There are a couple to take note of on the day, as highlighted in bold below.
They are all for EUR/USD layered in between the 1.1700 to 1.1750 levels. Given the size of the expiries, we could see more cagey price action in the session ahead in and around the levels noted. That especially if market sentiment remains more guarded and cautious, as we have seen typically to be the case in European trading since last week.
That being said, the floor for the pair at the moment remains closer to the 200-day moving average at 1.1675 currently. So, keep that in mind in case of any downside extensions. However, the expiries at 1.1700 could be a factor in pulling price action and keeping things more sticky in European morning trade.
As for topside levels, the gains yesterday were limited by the 200-hour moving average instead. That is seen at 1.1744 currently and sits near the larger expiries above too. So, the expiries and the key technical level will act as a bit of a ceiling in limiting price movements to the topside.

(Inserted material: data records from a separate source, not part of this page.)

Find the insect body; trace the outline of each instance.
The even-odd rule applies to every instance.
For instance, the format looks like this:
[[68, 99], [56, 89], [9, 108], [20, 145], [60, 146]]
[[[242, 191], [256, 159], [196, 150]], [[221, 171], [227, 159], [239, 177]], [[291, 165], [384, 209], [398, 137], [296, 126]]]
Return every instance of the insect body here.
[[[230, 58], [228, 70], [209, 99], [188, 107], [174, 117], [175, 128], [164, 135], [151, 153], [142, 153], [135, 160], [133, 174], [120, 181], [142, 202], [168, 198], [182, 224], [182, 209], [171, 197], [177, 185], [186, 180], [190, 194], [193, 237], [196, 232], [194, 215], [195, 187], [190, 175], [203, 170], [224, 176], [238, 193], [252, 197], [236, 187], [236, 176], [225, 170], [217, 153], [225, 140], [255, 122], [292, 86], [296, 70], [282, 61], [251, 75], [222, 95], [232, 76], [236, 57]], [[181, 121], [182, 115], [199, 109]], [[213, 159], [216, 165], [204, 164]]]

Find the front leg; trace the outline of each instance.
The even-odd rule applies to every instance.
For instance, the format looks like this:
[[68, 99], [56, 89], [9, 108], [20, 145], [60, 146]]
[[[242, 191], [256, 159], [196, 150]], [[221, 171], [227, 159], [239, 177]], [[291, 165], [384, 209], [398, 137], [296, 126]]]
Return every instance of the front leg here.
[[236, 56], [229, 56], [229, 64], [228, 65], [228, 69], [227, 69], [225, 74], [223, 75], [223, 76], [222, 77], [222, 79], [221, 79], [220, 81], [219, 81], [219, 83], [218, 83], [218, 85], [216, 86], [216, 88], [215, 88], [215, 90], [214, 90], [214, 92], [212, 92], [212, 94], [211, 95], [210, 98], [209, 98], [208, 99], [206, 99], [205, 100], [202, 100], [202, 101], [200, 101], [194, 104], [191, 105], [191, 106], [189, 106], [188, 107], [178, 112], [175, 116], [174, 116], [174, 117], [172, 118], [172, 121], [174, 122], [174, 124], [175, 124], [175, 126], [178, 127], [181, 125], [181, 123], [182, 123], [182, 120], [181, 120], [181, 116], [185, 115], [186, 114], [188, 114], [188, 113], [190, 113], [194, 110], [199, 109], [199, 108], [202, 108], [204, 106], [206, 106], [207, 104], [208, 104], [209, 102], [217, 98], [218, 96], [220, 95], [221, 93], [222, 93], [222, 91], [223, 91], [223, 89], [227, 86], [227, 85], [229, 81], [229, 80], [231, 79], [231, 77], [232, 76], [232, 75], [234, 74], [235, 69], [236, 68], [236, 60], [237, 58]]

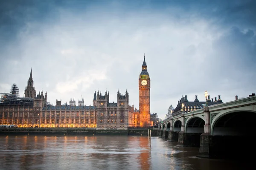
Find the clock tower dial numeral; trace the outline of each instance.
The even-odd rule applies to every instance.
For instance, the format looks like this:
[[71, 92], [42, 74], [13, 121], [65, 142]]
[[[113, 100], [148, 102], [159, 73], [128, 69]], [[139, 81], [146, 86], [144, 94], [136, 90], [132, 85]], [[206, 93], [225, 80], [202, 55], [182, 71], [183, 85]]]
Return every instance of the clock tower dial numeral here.
[[140, 127], [150, 126], [150, 78], [148, 72], [145, 56], [139, 78]]

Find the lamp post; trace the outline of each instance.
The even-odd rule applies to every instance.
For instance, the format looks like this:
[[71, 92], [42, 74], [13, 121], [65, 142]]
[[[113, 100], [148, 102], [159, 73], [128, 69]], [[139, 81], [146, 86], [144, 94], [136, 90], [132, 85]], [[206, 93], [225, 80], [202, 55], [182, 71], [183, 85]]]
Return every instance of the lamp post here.
[[208, 103], [207, 102], [207, 97], [208, 96], [208, 92], [205, 91], [204, 92], [204, 96], [205, 97], [205, 107], [208, 107]]

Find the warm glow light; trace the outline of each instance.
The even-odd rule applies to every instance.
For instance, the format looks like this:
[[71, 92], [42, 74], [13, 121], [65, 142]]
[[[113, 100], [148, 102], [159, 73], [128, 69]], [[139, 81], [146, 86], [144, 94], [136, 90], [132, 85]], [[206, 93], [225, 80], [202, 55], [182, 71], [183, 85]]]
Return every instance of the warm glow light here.
[[207, 98], [207, 96], [208, 96], [208, 92], [207, 92], [207, 91], [205, 91], [205, 92], [204, 92], [204, 96], [205, 97], [206, 99]]

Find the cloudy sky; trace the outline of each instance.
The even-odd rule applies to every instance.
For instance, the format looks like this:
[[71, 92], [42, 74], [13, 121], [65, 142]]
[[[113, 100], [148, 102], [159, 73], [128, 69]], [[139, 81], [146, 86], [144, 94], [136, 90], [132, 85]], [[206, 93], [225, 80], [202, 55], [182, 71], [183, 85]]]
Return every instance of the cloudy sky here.
[[164, 118], [182, 96], [256, 92], [256, 1], [0, 1], [0, 93], [21, 96], [32, 68], [37, 94], [69, 103], [94, 91], [129, 94], [139, 108], [144, 54], [151, 112]]

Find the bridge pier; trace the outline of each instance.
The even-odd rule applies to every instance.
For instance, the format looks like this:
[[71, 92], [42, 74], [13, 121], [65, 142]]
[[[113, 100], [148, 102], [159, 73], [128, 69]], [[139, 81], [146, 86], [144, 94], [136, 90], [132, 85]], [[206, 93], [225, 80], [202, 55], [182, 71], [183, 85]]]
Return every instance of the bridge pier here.
[[204, 133], [200, 136], [200, 147], [197, 157], [212, 158], [213, 149], [212, 136], [209, 133]]
[[[249, 142], [249, 147], [253, 150], [253, 144]], [[212, 136], [204, 133], [200, 136], [199, 157], [207, 158], [238, 159], [241, 156], [247, 156], [251, 150], [245, 147], [248, 145], [245, 136]], [[250, 148], [250, 147], [249, 147]]]
[[163, 136], [163, 130], [158, 130], [158, 136], [159, 137], [162, 137]]
[[200, 146], [201, 133], [186, 133], [180, 132], [177, 146], [183, 147], [199, 147]]
[[162, 136], [162, 137], [163, 138], [165, 138], [166, 139], [167, 139], [168, 138], [168, 130], [163, 130], [163, 136]]
[[179, 132], [172, 132], [171, 130], [168, 131], [167, 141], [177, 141], [179, 138]]

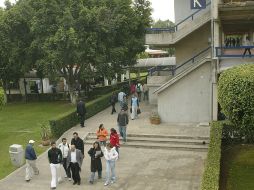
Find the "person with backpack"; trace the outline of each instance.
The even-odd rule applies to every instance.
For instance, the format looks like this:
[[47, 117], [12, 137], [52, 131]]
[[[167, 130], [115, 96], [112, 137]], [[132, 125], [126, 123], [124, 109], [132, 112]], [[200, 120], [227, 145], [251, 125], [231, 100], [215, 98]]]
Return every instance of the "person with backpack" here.
[[96, 171], [98, 171], [98, 179], [101, 179], [102, 177], [101, 157], [103, 157], [103, 152], [101, 150], [99, 142], [96, 141], [93, 143], [93, 147], [90, 148], [88, 154], [91, 157], [91, 176], [89, 183], [93, 184]]
[[62, 138], [62, 143], [60, 143], [58, 145], [58, 148], [61, 150], [62, 155], [63, 155], [63, 168], [66, 174], [66, 178], [69, 178], [69, 181], [71, 181], [71, 171], [70, 168], [67, 167], [67, 156], [68, 156], [68, 152], [70, 150], [70, 145], [67, 143], [67, 139], [66, 138]]
[[138, 84], [136, 85], [136, 92], [138, 94], [138, 100], [139, 102], [141, 102], [141, 94], [142, 94], [142, 84], [140, 82], [138, 82]]

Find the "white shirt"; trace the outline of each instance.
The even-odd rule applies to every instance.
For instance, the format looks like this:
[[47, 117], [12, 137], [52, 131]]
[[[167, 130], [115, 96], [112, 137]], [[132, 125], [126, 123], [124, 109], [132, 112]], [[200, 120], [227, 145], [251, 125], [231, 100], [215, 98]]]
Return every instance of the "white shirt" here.
[[71, 162], [72, 163], [76, 163], [77, 162], [77, 158], [76, 158], [77, 154], [76, 154], [76, 150], [75, 151], [71, 151]]

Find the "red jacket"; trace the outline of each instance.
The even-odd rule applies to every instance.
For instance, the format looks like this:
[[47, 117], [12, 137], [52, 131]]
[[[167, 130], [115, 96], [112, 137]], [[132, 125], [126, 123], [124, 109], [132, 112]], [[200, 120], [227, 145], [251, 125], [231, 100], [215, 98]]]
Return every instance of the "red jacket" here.
[[117, 133], [111, 133], [110, 134], [110, 144], [112, 144], [114, 147], [119, 147], [120, 144], [119, 144], [119, 136]]

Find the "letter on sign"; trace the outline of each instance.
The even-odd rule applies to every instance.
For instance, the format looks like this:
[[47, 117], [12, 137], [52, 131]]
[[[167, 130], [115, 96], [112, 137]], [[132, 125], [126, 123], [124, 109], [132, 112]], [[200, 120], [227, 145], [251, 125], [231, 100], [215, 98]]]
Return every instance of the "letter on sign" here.
[[205, 9], [206, 0], [191, 0], [191, 9]]

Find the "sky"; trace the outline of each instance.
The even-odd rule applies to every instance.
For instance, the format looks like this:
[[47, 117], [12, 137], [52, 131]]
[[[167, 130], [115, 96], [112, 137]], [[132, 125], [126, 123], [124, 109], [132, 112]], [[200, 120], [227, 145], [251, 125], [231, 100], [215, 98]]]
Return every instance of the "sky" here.
[[[3, 7], [5, 0], [0, 0], [0, 6]], [[11, 0], [15, 2], [15, 0]], [[152, 17], [154, 20], [167, 20], [174, 22], [174, 0], [150, 0], [152, 3]]]

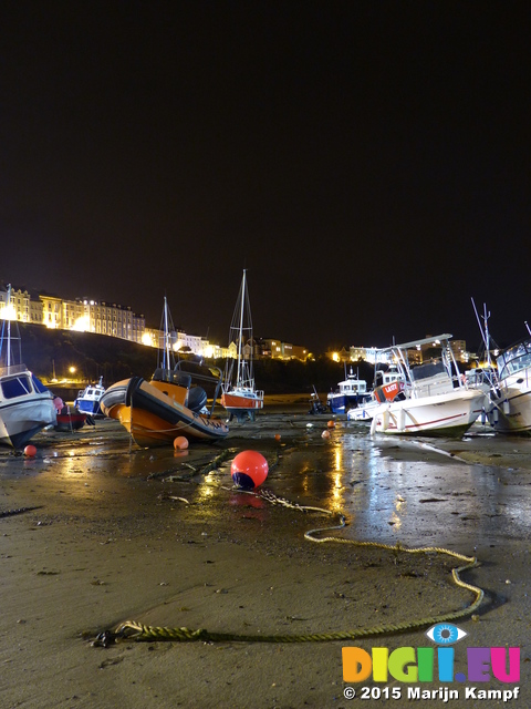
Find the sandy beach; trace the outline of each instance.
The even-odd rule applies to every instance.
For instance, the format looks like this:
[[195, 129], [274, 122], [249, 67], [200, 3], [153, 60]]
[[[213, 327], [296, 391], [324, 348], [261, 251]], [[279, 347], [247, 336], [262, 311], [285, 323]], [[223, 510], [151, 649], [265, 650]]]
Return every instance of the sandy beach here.
[[[458, 441], [371, 440], [366, 427], [333, 419], [329, 428], [330, 415], [309, 415], [305, 397], [274, 398], [254, 424], [231, 424], [222, 443], [186, 452], [139, 450], [110, 420], [74, 434], [45, 431], [31, 459], [2, 451], [0, 705], [353, 706], [342, 647], [429, 646], [427, 627], [415, 624], [473, 600], [451, 578], [462, 562], [355, 544], [375, 542], [477, 556], [462, 577], [485, 598], [456, 625], [468, 633], [466, 645], [521, 648], [511, 703], [529, 706], [530, 442], [479, 429]], [[262, 487], [280, 502], [233, 490], [230, 462], [242, 450], [266, 456]], [[348, 544], [304, 537], [339, 526], [340, 513], [344, 528], [315, 536]], [[127, 619], [235, 639], [94, 645]], [[402, 623], [413, 627], [361, 639], [238, 639]], [[447, 703], [409, 699], [393, 678], [363, 685], [398, 688], [395, 707]], [[464, 706], [503, 703], [465, 702], [465, 686], [447, 685]]]

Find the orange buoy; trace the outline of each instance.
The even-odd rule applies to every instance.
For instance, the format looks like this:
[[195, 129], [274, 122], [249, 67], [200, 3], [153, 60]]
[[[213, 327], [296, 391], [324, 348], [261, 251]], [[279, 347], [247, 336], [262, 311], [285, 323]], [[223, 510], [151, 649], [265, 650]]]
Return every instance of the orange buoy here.
[[174, 440], [174, 448], [176, 451], [186, 451], [186, 449], [188, 448], [188, 439], [186, 439], [184, 435], [178, 435]]
[[246, 490], [261, 485], [268, 473], [268, 461], [258, 451], [238, 453], [230, 465], [230, 474], [235, 484]]

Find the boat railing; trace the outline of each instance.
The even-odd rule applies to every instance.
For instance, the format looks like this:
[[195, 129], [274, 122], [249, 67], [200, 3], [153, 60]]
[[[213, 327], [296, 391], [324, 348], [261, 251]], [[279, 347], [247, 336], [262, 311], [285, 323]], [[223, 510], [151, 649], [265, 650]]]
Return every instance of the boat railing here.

All of that of course is subject to headline risks and the broader market mood surrounding the US-Iran conflict. As things stand, we’re still nowhere near finding a solution with both sides still not willing to talk. So, the overarching negative mood is still something to consider as it is the bigger driver of trading sentiment this week.
There was a mix of headlines overnight with CNN initially reporting that the US and Iran may be close to a deal. However, that was countered by a WSJ report that Trump does not fancy Iran’s proposal of separating nuclear talks from overall negotiations.